The sale is also the latest in a string of acquisitions that is consolidating the storage networking industry.

Adaptec, which was once a top provider of storage networking components, on Monday said it agreed to sell its data storage hardware and software business to PMC-Sierra for about $34 million in cash.

According to an SEC report Adaptec filed on Thursday, the sale includes assets related to the company’s ASICs, HBAs, RAID controllers, RAID software and RAID code, storage management software, and other solutions that span SCSI, SAS, and SATA interface technologies.

What will happen with the rest of the company’s assets is still an unknown.
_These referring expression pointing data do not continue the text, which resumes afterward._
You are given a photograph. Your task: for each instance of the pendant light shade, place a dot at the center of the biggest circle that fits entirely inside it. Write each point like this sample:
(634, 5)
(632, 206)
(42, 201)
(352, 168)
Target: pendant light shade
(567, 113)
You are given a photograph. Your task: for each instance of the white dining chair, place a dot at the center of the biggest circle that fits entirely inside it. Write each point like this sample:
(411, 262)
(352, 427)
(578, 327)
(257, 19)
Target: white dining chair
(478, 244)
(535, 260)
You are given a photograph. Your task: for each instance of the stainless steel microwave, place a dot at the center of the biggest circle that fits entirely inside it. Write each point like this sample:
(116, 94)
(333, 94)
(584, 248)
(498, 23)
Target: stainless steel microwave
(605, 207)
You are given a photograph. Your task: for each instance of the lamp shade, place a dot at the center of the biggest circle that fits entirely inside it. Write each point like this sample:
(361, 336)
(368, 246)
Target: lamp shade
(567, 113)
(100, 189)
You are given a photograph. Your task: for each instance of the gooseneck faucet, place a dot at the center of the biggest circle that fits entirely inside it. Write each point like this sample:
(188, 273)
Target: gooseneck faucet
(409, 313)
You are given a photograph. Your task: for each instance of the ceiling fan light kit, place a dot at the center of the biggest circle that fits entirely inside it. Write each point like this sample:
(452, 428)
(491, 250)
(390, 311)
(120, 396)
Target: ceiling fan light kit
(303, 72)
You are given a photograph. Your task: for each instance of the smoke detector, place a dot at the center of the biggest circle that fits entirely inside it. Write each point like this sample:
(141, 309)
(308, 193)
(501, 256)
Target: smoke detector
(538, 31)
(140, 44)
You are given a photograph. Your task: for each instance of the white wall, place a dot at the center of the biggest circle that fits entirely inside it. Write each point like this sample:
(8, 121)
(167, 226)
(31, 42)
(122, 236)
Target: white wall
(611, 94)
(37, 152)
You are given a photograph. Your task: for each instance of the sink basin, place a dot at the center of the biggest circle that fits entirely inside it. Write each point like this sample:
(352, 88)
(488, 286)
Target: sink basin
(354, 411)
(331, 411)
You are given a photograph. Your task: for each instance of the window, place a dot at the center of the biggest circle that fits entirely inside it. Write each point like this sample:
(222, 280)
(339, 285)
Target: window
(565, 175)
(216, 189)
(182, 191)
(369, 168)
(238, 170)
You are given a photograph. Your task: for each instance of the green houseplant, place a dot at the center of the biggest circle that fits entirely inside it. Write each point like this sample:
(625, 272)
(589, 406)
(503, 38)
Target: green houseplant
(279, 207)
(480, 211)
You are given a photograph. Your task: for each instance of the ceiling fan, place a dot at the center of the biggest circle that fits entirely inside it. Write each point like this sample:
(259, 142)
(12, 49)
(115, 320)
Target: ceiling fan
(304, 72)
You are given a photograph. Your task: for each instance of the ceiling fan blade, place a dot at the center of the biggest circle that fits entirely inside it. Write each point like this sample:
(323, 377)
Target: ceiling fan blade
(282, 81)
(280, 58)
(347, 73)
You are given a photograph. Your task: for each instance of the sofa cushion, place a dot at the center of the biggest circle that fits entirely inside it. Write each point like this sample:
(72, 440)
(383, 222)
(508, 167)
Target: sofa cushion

Adaptec said it will consider its options related to its Aristos ASIC technology business, remaining patents, and its real estate holdings, including possible sale of those assets.

Those asset sales may already be starting. Adaptec is shutting down its Lake Forest, Calif.-based office, according to the Orange County Business Journal. That office came with Adaptec’s 2008 acquisition of Aristos Logic.

Adaptec executives were not available to discuss the sale or the future of the company.

The sale of its storage business is the latest in a slow decline of Adaptec.

The most significant change in the last couple years was the sale in late 2008 of its Snap NAS division to Overland Storage. For that sale, Adaptec received a mere $3.6 million, a far cry from the $100 million Adaptec paid to acquire Snap in 2004.

More recently, Adaptec in December saw the departure of Subramanian ‘Sundi’ Sundaresh as president and CEO.

In January, the company reported revenue for its third fiscal quarter of $16.9 million, compared with $28.2 million in the same period one year ago. The company also reported a loss of $7.5 million, or 6 cents per share, compared to a profit of $0.1 million in the prior year.

The sale of Adaptec’s storage business is only the latest in a series of acquisitions that have riled the storage adapter business.